As Russell Ackoff describes it (and as I’ve quoted before):
Managers are not confronted with problems that are independent of each other, but with dynamic situations that consist of complex systems of changing problems that interact with each other. I call such situations messes.
Amidst this muddle, it’s easy (and often necessary) to sort the problems by how visible, immediate, or persistent they are. Or to sort them through the lens of your particular skillset or role in the organization – if your job is to be the hammer, you may prioritize the nails.

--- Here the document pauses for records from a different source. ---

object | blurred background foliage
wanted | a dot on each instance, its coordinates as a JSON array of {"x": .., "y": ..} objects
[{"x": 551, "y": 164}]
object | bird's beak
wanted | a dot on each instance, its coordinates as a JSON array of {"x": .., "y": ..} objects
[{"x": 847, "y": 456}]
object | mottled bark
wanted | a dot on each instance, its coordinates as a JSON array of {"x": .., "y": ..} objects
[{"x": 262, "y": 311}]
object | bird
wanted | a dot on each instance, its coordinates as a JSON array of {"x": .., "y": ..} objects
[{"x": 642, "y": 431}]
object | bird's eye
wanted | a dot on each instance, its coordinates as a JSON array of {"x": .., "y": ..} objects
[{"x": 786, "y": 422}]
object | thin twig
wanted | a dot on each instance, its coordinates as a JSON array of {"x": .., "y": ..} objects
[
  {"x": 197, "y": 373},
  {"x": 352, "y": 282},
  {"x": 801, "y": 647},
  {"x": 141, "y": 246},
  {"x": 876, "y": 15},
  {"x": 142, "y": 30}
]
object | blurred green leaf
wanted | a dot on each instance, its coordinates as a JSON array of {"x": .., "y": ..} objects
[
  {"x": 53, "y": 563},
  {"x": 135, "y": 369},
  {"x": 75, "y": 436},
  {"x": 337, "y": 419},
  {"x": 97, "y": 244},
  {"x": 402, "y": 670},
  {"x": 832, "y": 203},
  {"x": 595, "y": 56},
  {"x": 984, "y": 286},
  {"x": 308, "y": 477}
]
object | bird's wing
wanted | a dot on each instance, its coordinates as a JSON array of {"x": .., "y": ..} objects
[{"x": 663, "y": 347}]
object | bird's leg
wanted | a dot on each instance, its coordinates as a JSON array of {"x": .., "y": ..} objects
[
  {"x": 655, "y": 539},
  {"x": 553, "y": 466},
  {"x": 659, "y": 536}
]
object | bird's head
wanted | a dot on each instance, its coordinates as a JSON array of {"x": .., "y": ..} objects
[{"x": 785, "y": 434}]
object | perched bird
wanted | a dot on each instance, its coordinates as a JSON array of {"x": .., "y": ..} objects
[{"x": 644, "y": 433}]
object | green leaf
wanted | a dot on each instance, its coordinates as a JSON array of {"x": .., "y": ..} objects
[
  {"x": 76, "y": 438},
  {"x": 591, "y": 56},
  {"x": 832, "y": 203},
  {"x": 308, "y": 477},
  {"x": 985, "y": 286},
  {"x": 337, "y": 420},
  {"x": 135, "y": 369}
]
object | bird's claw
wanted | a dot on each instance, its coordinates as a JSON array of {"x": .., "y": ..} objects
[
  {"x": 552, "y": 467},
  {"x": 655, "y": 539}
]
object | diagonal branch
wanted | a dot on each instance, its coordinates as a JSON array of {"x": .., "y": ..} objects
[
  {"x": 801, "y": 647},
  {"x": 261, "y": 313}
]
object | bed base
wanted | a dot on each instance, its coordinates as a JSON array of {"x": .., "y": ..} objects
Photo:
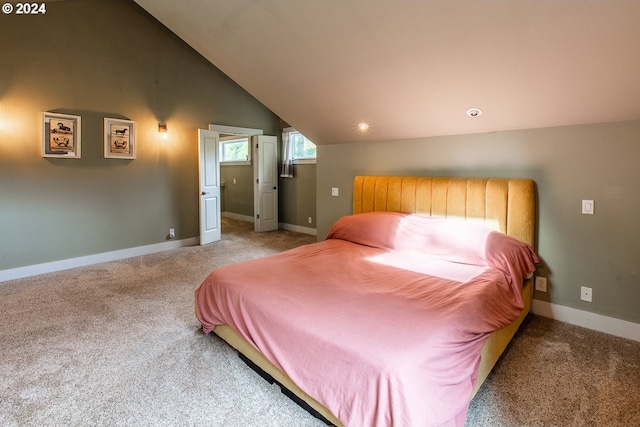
[
  {"x": 504, "y": 204},
  {"x": 268, "y": 378}
]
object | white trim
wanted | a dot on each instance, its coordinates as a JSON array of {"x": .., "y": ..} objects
[
  {"x": 298, "y": 228},
  {"x": 65, "y": 264},
  {"x": 233, "y": 130},
  {"x": 304, "y": 161},
  {"x": 597, "y": 322}
]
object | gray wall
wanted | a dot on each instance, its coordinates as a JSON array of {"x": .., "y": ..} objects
[
  {"x": 96, "y": 59},
  {"x": 568, "y": 164},
  {"x": 298, "y": 197}
]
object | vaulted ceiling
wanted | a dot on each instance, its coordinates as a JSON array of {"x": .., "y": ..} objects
[{"x": 412, "y": 68}]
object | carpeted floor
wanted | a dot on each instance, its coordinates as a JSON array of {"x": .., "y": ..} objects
[{"x": 117, "y": 344}]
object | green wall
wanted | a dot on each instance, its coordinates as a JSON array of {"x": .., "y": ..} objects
[
  {"x": 96, "y": 59},
  {"x": 568, "y": 164},
  {"x": 298, "y": 197}
]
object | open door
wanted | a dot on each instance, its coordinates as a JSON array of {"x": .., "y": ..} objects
[
  {"x": 209, "y": 172},
  {"x": 265, "y": 173}
]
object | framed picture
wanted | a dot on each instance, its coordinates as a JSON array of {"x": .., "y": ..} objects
[
  {"x": 119, "y": 139},
  {"x": 61, "y": 135}
]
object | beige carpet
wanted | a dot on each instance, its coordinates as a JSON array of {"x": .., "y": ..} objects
[{"x": 117, "y": 344}]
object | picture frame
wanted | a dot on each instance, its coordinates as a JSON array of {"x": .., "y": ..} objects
[
  {"x": 61, "y": 135},
  {"x": 119, "y": 139}
]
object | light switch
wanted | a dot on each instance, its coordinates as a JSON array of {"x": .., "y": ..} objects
[{"x": 587, "y": 207}]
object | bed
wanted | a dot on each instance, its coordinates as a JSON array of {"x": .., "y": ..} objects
[{"x": 365, "y": 327}]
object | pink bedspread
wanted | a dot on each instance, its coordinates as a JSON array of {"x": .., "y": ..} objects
[{"x": 379, "y": 335}]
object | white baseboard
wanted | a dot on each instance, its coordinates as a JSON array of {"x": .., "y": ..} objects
[
  {"x": 597, "y": 322},
  {"x": 50, "y": 267},
  {"x": 298, "y": 228}
]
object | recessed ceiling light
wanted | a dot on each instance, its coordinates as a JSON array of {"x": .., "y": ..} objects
[{"x": 474, "y": 112}]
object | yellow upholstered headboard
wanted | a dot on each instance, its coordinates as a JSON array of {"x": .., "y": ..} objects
[{"x": 503, "y": 204}]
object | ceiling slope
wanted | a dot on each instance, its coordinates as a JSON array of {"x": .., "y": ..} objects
[{"x": 412, "y": 68}]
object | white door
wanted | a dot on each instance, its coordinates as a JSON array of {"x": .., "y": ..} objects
[
  {"x": 265, "y": 172},
  {"x": 209, "y": 171}
]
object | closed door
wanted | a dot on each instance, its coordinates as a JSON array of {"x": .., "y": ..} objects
[
  {"x": 209, "y": 175},
  {"x": 265, "y": 173}
]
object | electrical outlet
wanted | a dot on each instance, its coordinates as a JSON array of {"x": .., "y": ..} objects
[{"x": 541, "y": 284}]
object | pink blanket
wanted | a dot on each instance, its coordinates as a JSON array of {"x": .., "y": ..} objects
[{"x": 384, "y": 321}]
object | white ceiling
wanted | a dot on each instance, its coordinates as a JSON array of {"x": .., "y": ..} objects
[{"x": 412, "y": 68}]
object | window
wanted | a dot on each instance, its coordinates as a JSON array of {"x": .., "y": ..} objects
[
  {"x": 235, "y": 150},
  {"x": 302, "y": 149}
]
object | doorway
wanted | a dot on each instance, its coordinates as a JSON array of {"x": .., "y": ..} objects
[{"x": 248, "y": 189}]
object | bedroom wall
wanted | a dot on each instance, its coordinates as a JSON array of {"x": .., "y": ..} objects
[
  {"x": 298, "y": 197},
  {"x": 568, "y": 164},
  {"x": 96, "y": 59}
]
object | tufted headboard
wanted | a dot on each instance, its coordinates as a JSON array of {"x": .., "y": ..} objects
[{"x": 503, "y": 204}]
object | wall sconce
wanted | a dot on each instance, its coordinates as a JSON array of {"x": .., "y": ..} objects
[{"x": 162, "y": 129}]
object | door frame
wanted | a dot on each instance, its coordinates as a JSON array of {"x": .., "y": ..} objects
[{"x": 239, "y": 131}]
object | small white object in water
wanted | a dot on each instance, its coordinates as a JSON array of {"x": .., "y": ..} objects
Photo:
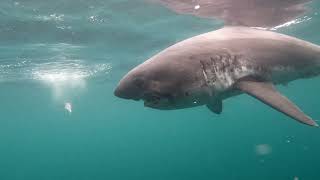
[
  {"x": 263, "y": 149},
  {"x": 197, "y": 7},
  {"x": 68, "y": 107}
]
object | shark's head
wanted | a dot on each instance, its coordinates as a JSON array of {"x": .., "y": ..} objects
[{"x": 163, "y": 84}]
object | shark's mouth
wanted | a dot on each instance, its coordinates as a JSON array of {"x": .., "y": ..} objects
[
  {"x": 151, "y": 100},
  {"x": 158, "y": 101}
]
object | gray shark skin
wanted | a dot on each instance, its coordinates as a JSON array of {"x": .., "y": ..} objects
[{"x": 206, "y": 69}]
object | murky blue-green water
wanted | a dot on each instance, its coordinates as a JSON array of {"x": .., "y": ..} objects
[{"x": 57, "y": 54}]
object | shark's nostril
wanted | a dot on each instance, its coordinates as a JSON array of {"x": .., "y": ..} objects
[{"x": 139, "y": 82}]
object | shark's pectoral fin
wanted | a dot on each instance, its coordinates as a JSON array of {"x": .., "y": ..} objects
[
  {"x": 266, "y": 92},
  {"x": 215, "y": 106}
]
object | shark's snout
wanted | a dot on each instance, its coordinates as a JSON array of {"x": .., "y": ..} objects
[{"x": 127, "y": 89}]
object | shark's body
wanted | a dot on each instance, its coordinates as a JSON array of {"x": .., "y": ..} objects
[{"x": 206, "y": 69}]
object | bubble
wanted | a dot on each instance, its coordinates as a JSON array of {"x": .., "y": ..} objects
[
  {"x": 263, "y": 149},
  {"x": 68, "y": 107},
  {"x": 197, "y": 7}
]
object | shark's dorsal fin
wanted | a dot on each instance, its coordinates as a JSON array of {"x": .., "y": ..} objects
[
  {"x": 215, "y": 106},
  {"x": 266, "y": 92}
]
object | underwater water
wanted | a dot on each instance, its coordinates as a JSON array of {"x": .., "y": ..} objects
[{"x": 59, "y": 64}]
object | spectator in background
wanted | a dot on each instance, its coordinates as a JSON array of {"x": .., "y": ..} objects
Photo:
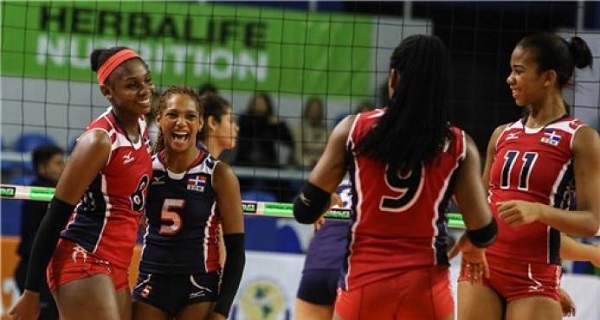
[
  {"x": 48, "y": 163},
  {"x": 310, "y": 134},
  {"x": 260, "y": 133}
]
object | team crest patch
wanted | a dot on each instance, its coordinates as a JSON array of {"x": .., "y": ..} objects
[
  {"x": 196, "y": 183},
  {"x": 551, "y": 137}
]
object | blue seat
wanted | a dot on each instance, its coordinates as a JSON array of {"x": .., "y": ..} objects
[
  {"x": 24, "y": 180},
  {"x": 287, "y": 240}
]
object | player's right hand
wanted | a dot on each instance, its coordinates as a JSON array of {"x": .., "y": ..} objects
[{"x": 27, "y": 307}]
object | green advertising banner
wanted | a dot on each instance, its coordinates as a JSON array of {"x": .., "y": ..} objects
[{"x": 233, "y": 47}]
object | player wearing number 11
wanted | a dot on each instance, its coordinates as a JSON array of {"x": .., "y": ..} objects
[{"x": 405, "y": 162}]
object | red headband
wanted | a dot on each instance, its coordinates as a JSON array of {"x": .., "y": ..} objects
[{"x": 113, "y": 62}]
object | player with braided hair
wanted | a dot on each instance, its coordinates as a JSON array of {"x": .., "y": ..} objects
[{"x": 102, "y": 191}]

Which is why it is so important to define a “dominant problem” in individual and collective work. The dominant problem is the primary purpose or challenge you seek to advance or address. It’s the problem you hope to look back upon in some distant future, and know that you’ve made good progress, and that you haven’t sacrificed its solution in the process of solving other problems.
This may sound like a mash-up of mission and values, but both of those can be framed vaguely and understood differently by members of your team. The dominant problem is the essential, actionable, discernable issue that trumps all others (even though its resolution is dependent upon many other problems) .
Imagine that your collective is committed to fostering new works of theater, for example. Your dominant problem is to get new works into the world. There are many problems that confound that dominant problem, but they are sub-dominant. For example, your marketing director may perceive audience development and earned income as a dominant problem. Your financial manager may prioritize compliance or net income. Your production team may obsess over build schedules and materials budgets.
All of these are essential problems that serve the dominant problem. And all of them are interconnected in ways that will drive you mad.
But if you and your team haven’t defined, out loud and often, your shared commitment to a dominant problem, you may find yourself distracted by the mess rather than delivering on the mission.